The approaches described in this section are approaches that could be pursued, but not necessarily approaches that have been previously conceived or pursued. Therefore, unless otherwise indicated, it should not be assumed that any of the approaches described in this section qualify as prior art merely by virtue of their inclusion in this section.
Various applications, including Web crawlers and document processors, analyze web-accessible files (e.g., HTML files) to extract and index information therefrom. Other applications may extract information from files for other purposes. For example, an application may extract information from files to categorize the files, to rate the files, or to test to see if the files satisfy certain criteria. An application that analyzes files is referred to herein as a page analyzer. A Web crawler is merely one example of a page analyzer. While Web crawlers may be used in examples given hereafter, the techniques described herein are not limited to any particular type of page analyzer.
Web-accessible files typically contain mark-up language code (e.g., HTML, XML, etc.) that dictates how the information is to be displayed when the files are interpreted by a browser. The visual output that is produced when such files are interpreted by a browser is referred to herein as a “rendered page” or “web page”. Sometimes, interpreting a file to render a page involves executing code contained in the file.

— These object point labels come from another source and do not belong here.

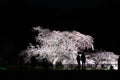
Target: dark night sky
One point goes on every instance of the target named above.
(99, 19)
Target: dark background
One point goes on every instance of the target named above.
(98, 18)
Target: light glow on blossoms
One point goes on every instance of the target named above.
(58, 46)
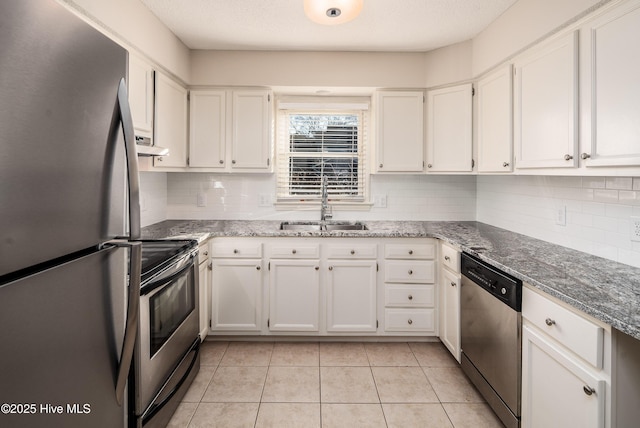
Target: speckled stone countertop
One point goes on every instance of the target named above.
(607, 290)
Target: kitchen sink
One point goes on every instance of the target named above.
(320, 226)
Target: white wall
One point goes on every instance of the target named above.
(233, 196)
(314, 69)
(598, 211)
(131, 23)
(522, 24)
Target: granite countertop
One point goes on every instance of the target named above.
(604, 289)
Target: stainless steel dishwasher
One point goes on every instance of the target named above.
(491, 336)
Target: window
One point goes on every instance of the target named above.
(314, 143)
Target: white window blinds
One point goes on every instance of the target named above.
(318, 140)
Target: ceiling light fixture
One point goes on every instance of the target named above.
(332, 12)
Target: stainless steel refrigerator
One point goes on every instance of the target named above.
(69, 273)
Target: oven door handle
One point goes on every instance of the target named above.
(148, 288)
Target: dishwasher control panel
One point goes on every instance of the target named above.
(496, 282)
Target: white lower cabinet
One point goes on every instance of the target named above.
(351, 296)
(294, 295)
(561, 385)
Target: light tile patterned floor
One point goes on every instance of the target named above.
(331, 384)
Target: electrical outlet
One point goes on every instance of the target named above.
(635, 229)
(201, 199)
(561, 216)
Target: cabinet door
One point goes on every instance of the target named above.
(449, 129)
(207, 138)
(495, 122)
(141, 96)
(399, 130)
(450, 312)
(252, 131)
(557, 391)
(171, 122)
(294, 295)
(203, 280)
(236, 297)
(351, 296)
(546, 106)
(615, 67)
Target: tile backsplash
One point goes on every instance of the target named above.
(590, 214)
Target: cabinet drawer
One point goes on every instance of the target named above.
(570, 329)
(410, 251)
(409, 295)
(411, 271)
(349, 251)
(236, 249)
(203, 253)
(293, 250)
(410, 320)
(450, 257)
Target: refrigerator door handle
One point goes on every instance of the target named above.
(133, 313)
(132, 161)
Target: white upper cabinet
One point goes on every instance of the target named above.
(231, 130)
(545, 107)
(495, 121)
(449, 129)
(170, 122)
(400, 131)
(207, 130)
(141, 96)
(252, 130)
(615, 69)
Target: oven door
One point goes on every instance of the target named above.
(169, 323)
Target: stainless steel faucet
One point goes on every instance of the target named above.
(324, 215)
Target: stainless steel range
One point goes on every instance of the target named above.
(491, 336)
(166, 355)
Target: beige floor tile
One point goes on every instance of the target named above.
(433, 354)
(212, 352)
(343, 354)
(295, 354)
(472, 415)
(403, 385)
(292, 384)
(347, 385)
(352, 416)
(288, 415)
(225, 415)
(452, 386)
(236, 384)
(430, 415)
(182, 415)
(200, 383)
(390, 354)
(247, 354)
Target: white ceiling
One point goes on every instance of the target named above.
(383, 25)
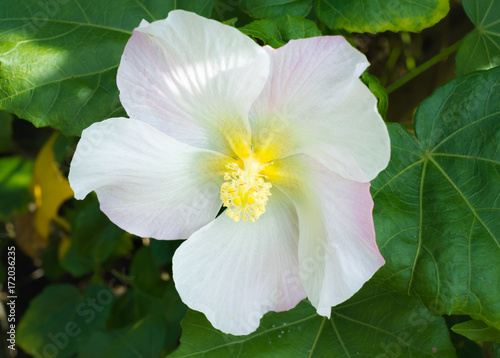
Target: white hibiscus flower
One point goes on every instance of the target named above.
(286, 140)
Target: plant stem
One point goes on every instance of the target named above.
(426, 65)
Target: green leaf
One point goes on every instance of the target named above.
(437, 205)
(261, 9)
(58, 59)
(15, 178)
(380, 15)
(477, 331)
(5, 132)
(378, 90)
(144, 339)
(372, 322)
(480, 49)
(94, 240)
(278, 31)
(61, 319)
(146, 274)
(162, 251)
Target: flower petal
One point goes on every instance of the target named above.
(235, 272)
(194, 79)
(337, 248)
(147, 183)
(315, 103)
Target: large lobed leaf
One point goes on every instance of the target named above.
(443, 187)
(272, 8)
(278, 31)
(480, 49)
(58, 58)
(381, 15)
(374, 322)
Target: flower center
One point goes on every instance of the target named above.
(245, 192)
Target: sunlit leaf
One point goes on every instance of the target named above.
(437, 205)
(381, 15)
(480, 49)
(373, 322)
(477, 331)
(58, 59)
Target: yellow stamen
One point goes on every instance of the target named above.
(245, 192)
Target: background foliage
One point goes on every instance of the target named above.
(88, 289)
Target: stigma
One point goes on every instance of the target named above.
(245, 192)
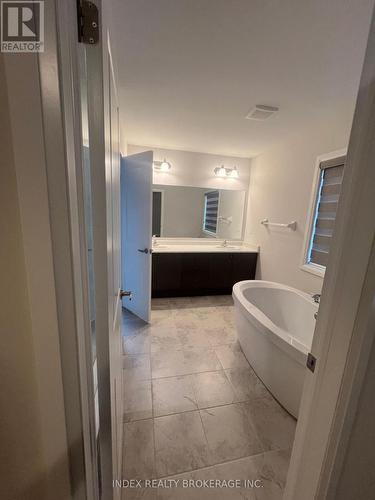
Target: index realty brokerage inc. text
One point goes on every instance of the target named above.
(187, 483)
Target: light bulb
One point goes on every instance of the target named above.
(222, 172)
(234, 173)
(165, 166)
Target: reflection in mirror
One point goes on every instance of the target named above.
(191, 212)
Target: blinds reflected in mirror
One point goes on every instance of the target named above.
(331, 174)
(211, 207)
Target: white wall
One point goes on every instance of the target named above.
(197, 169)
(280, 188)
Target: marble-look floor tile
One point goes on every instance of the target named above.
(193, 338)
(246, 384)
(220, 336)
(173, 395)
(136, 367)
(131, 326)
(137, 343)
(170, 363)
(159, 303)
(231, 356)
(138, 450)
(180, 444)
(200, 359)
(184, 490)
(274, 426)
(269, 468)
(165, 338)
(212, 389)
(137, 400)
(229, 432)
(167, 363)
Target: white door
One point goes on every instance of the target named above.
(136, 227)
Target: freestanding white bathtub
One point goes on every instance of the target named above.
(275, 325)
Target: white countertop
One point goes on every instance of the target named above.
(203, 248)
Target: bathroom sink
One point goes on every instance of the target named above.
(227, 246)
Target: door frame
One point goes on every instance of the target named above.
(65, 184)
(342, 338)
(162, 191)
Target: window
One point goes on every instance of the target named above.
(323, 214)
(211, 207)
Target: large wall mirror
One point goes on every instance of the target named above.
(193, 212)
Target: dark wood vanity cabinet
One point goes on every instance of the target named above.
(188, 274)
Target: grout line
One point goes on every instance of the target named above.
(225, 462)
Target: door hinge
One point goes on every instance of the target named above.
(311, 362)
(88, 22)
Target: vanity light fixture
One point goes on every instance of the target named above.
(226, 172)
(234, 173)
(162, 166)
(220, 171)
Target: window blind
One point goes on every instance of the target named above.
(211, 207)
(331, 174)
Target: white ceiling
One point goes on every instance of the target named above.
(190, 70)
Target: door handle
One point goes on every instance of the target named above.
(124, 293)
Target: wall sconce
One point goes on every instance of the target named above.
(226, 172)
(162, 166)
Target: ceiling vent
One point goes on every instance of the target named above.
(261, 112)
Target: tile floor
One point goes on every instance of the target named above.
(194, 408)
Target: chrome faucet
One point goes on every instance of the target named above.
(316, 298)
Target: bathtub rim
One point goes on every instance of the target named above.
(264, 325)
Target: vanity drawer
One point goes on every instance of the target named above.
(189, 274)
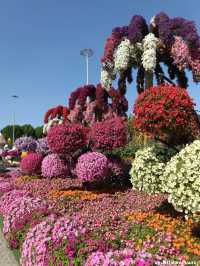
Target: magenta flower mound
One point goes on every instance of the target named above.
(26, 144)
(53, 166)
(5, 186)
(31, 164)
(42, 146)
(125, 256)
(49, 237)
(109, 134)
(92, 166)
(14, 174)
(8, 198)
(21, 212)
(65, 139)
(115, 258)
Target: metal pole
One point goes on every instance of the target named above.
(87, 70)
(87, 52)
(13, 127)
(13, 135)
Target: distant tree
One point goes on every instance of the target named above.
(28, 130)
(39, 132)
(8, 132)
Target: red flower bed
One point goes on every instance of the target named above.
(166, 112)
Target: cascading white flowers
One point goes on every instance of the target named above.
(122, 55)
(149, 53)
(106, 79)
(182, 174)
(147, 169)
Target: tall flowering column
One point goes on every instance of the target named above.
(149, 58)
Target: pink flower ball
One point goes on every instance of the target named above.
(31, 164)
(64, 139)
(92, 166)
(53, 166)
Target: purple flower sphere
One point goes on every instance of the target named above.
(92, 166)
(53, 166)
(26, 144)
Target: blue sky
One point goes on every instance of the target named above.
(40, 43)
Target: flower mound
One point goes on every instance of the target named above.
(8, 198)
(64, 139)
(53, 166)
(26, 144)
(5, 186)
(42, 146)
(31, 164)
(109, 134)
(125, 256)
(147, 169)
(22, 211)
(92, 166)
(51, 242)
(183, 182)
(166, 112)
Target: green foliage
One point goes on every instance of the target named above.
(39, 132)
(8, 132)
(28, 130)
(140, 232)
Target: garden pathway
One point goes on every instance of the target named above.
(6, 256)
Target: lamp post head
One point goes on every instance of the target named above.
(87, 52)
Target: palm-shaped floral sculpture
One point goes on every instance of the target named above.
(173, 42)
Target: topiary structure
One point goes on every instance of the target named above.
(167, 113)
(66, 139)
(31, 164)
(171, 41)
(89, 104)
(182, 182)
(109, 134)
(92, 166)
(53, 166)
(26, 144)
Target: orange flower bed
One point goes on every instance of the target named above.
(24, 178)
(181, 230)
(79, 194)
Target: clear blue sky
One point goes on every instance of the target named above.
(40, 42)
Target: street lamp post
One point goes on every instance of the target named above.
(87, 52)
(13, 133)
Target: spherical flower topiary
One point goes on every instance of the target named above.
(66, 139)
(53, 166)
(109, 134)
(92, 166)
(26, 144)
(42, 146)
(166, 112)
(31, 164)
(147, 169)
(182, 179)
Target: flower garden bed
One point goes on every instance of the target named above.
(137, 227)
(77, 200)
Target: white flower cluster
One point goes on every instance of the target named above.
(147, 169)
(122, 55)
(149, 54)
(182, 175)
(106, 79)
(50, 123)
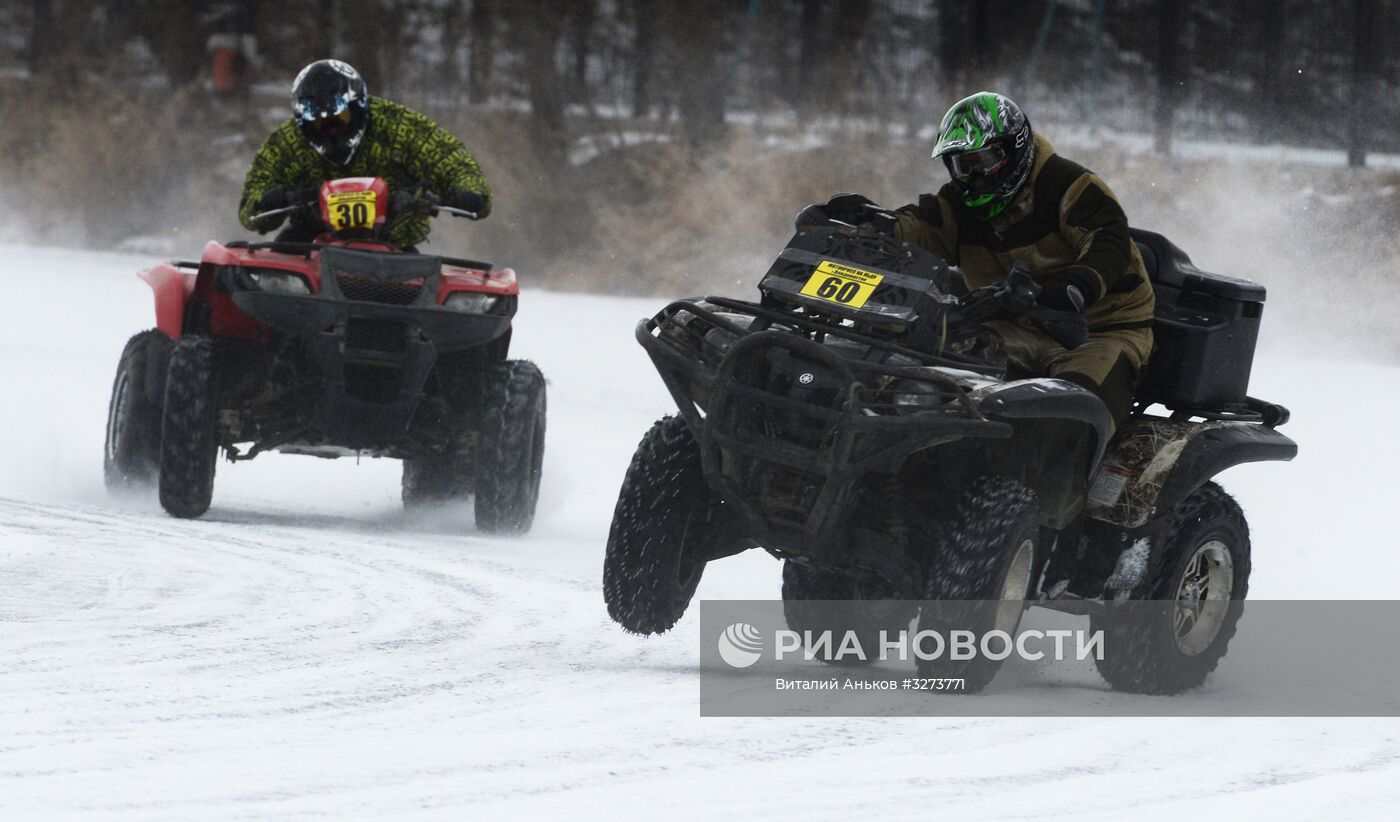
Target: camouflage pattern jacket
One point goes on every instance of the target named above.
(399, 144)
(1066, 217)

The rendered page produced when a browser interprets a file often displays information contained in the file. In addition, the rendered page may include information referenced by the file, but not actually included in the file. While the file used to render a page typically contains basic textual characters, the page produced by interpreting the file may include structure, formatting, images, video, etc., instead of or in addition to simple text.
Unfortunately for the developers of page analyzers, many files contain executable code, such as JavaScript, that enables Web authors to create files that produce interactive web pages. A major use of web-based JavaScript is to write functions that are embedded in HTML files to perform tasks not possible in HTML alone. An example of this usage is opening or “popping up” a new window with programmatic control over the size, position and “look” of the new window (e.g., whether or not the menus, toolbars, etc. are visible). Another example of this usage is validating web form input values to make sure that the values will be accepted before they are submitted to the server. Another example is changing images or text as the mouse cursor moves over the images or text. This effect is often used to draw the user's attention to important links displayed as graphical elements.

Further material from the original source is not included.